No hay nadie más vecino a la ignominia que un noble arruinado.

¡No es posible calcular hasta donde es capaz de humillarse, por rescatar sus pergaminos
de la polilla de la miseria! Consecuencia. La aristocracia de la sangre no vale nada, si no
está apoyada por el dinero.

Pasemos ahora a la aristocracia del talento. El talento necesita guantes y cuello limpios
para ser admitido en el estrado social. La sociedad, acaso injustamente, no reconoce
talentos en quien no ha podido proporcionarse con él una situación, aunque sea mediana.
Luego: la aristocracia del talento necesita el barniz del oro para ser reconocida y atacada.
El talento en la miseria, no es blasón sino suplicio.

Sentirse más alto que los demás, y tener que andar a rastras para alcanzar un pedazo de
pan, debe ser el mayor de los tormentos. ¡Homero! ¡Milton! ¡Cajones! Apelo a vuestro
testimonio.

Pongamos ahora en tela de juicio la aristocracia del dinero. La sociedad, tal como está
constituida, ha sintetizado en cuatro palabras el espíritu de la época.

TANTO VALES, CUANTO TIENES

Fórmula espantosa, pero positiva. Los ricos no necesitan ser sabios: ellos tienen con qué
comprar la sabiduría ajena cuando la han menester. El talento se presupone en quien ha
sabido heredar, acumular, conservar o robarse impunemente una fortuna. La sangre pura,
la nobleza, que es supremacía en la sociedad, se concede forzosamente a todo el que
puede brillar en ella y derramar esplendor y champaña en sus salones. De todo lo dicho
resulta: que la verdadera aristocracia del nacimiento necesita estar apoyada en el dinero.
La aristocracia del talento necesita el auxilio del dinero.

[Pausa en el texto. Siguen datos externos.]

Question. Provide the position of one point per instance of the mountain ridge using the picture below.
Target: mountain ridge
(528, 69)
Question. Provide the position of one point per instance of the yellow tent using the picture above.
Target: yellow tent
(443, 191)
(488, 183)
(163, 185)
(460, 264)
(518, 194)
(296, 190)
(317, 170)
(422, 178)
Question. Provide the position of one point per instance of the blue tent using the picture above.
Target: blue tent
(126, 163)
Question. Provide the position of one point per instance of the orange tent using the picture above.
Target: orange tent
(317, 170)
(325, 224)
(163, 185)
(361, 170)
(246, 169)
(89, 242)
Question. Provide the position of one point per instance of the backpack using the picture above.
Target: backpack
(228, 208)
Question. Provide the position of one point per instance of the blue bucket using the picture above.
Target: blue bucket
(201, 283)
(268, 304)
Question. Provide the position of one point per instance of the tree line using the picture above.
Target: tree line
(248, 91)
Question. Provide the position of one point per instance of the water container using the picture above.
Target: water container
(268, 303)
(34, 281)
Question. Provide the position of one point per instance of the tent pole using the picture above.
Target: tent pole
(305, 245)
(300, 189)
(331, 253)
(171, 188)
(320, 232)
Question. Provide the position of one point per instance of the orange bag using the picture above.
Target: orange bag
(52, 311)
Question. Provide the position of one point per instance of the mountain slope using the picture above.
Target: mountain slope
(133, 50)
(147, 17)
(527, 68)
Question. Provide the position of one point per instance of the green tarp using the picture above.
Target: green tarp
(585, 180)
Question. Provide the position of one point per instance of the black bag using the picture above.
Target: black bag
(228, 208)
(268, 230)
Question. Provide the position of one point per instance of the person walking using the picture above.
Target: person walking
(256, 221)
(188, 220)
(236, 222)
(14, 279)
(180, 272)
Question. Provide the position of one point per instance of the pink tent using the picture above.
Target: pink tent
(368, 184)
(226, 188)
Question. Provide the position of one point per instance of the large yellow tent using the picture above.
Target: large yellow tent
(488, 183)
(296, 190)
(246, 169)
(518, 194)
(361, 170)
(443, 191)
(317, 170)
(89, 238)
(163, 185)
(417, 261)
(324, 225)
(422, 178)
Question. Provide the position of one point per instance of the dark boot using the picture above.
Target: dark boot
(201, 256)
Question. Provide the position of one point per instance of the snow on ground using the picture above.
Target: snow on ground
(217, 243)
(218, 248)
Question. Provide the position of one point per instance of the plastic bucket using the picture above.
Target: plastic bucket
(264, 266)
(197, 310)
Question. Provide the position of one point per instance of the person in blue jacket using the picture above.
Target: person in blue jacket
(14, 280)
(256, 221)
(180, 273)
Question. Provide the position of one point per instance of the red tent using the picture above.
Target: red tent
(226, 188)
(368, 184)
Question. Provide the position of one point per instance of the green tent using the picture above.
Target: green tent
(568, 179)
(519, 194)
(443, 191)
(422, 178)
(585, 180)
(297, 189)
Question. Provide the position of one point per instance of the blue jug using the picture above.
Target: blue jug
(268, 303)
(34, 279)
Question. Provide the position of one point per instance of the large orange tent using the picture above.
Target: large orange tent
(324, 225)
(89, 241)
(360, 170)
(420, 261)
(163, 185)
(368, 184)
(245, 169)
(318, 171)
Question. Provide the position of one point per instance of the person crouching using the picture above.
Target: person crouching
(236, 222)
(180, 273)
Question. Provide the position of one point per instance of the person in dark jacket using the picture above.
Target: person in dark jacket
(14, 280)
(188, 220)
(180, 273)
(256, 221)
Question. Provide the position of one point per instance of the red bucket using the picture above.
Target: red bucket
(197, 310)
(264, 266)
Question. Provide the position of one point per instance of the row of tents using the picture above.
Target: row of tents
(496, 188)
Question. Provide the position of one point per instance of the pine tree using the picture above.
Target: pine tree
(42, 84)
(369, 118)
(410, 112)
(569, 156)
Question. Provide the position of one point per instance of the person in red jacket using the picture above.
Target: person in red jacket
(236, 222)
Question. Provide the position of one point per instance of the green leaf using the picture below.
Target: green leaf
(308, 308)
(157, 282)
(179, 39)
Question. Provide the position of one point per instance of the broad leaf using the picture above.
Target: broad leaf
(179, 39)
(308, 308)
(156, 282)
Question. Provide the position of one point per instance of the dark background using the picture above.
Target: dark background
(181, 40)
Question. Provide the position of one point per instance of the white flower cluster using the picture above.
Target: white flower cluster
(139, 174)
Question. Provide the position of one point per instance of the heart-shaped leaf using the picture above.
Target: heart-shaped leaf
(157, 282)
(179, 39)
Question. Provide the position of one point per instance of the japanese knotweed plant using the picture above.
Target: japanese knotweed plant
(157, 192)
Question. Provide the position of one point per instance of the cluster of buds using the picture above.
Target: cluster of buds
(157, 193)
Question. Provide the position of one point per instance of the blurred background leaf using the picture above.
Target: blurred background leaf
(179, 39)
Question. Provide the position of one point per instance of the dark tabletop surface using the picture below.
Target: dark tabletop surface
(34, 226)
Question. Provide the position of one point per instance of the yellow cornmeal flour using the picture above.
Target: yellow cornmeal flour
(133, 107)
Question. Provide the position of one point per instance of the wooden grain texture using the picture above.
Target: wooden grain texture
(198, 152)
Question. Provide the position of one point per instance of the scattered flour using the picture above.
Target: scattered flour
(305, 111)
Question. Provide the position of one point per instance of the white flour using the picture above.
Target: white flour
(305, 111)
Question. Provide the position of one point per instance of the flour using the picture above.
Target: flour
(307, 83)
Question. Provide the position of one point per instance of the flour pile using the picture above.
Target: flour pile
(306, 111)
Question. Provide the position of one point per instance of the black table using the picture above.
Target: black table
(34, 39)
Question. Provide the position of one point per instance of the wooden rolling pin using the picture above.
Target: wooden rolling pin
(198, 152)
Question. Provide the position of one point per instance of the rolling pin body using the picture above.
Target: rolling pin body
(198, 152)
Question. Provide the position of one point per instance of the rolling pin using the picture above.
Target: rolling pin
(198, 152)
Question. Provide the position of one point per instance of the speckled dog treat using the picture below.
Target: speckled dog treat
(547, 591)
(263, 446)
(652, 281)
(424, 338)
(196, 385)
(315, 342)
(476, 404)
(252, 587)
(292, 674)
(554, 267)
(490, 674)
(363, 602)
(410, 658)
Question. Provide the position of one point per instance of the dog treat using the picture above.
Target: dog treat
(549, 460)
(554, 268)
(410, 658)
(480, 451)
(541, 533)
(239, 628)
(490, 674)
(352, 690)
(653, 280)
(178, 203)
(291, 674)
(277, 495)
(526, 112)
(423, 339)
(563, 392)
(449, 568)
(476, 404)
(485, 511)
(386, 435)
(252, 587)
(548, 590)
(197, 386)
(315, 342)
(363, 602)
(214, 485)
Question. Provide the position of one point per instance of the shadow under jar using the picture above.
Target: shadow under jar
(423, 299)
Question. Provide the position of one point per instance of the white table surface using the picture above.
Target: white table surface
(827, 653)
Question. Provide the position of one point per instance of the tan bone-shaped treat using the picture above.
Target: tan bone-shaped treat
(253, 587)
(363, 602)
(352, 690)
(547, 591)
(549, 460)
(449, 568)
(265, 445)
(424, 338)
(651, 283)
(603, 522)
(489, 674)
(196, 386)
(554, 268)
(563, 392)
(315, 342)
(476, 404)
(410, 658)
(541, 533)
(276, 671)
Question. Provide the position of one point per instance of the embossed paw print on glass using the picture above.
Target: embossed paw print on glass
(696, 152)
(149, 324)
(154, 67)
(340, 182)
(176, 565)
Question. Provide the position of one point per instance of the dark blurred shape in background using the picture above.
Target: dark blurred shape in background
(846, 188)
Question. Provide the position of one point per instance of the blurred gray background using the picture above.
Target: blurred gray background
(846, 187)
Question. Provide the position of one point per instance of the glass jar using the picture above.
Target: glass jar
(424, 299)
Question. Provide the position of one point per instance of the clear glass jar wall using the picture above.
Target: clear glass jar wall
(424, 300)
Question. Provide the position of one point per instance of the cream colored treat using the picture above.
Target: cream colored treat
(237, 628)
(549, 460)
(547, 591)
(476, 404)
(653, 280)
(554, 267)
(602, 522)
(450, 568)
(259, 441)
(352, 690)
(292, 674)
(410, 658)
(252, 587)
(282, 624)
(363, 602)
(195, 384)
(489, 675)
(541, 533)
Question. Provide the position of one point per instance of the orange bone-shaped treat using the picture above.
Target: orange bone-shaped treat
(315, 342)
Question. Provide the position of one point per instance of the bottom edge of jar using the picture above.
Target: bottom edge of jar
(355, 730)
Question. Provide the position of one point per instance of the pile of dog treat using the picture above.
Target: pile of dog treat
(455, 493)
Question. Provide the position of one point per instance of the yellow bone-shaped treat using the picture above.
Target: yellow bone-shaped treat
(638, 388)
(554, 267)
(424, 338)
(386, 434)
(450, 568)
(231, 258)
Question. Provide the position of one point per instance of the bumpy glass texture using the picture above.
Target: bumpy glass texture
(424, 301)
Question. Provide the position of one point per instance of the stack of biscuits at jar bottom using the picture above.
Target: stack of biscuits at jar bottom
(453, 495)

Mientras que la aristocracia del
dinero no necesita sangre pura, ni talento claro. ¡Y después se admiran algunos del afán
que tienen los hombres por enriquecerse! El trabajo constante y las proezas heroicas, así
como en los crímenes, las injusticias, las deslealtades, las bajezas y todo lo que se hace
por adquirir fortuna, es la consecuencia forzosa del espíritu de la época.

Para mí las aristocracias no son tres, sino cuatro. La más grande es la cuarta, porque
prevalece de las otras. ¡La aristocracia del Poder! Es la que está consagrada desde el
principio del mundo, en todos los pueblos de la tierra, y la que perdurará hasta el fin de los
tiempos. La aristocracia del poder hereditaria en las monarquías, alternativa en las
democracias, no dejará de existir jamás, porque los hombres que gobiernan, sea por
consentimiento forzoso o por voluntad de los pueblos, representan la dignidad nacional y
tienen que ser acatados. Esta aristocracia es más afectiva y menos hiriente que las otras,
porque es impersonal.

Los gobernantes no tienen nombre: se llaman autoridad, y pesan por igual sobre todas las
clases sociales. La autoridad, amada y bendecida, cuando es benéfica, o execrada,
cuando es maléfica, siempre inspira respeto, y se ve más alta que el nivel común. No he
querido hacer otra nobleza de la virtud, porque ella es el timbre de toda aristocracia
legítima. Sin virtud no hay nobleza. Concluiré este sencillo estudio, recordando a los que
han alcanzado el favor de Dios para elevarse sobre los demás en cualquier línea, aquellas
palabras del Evangelio: Los humildes serán ensalzados. Los soberbios serán abatidos.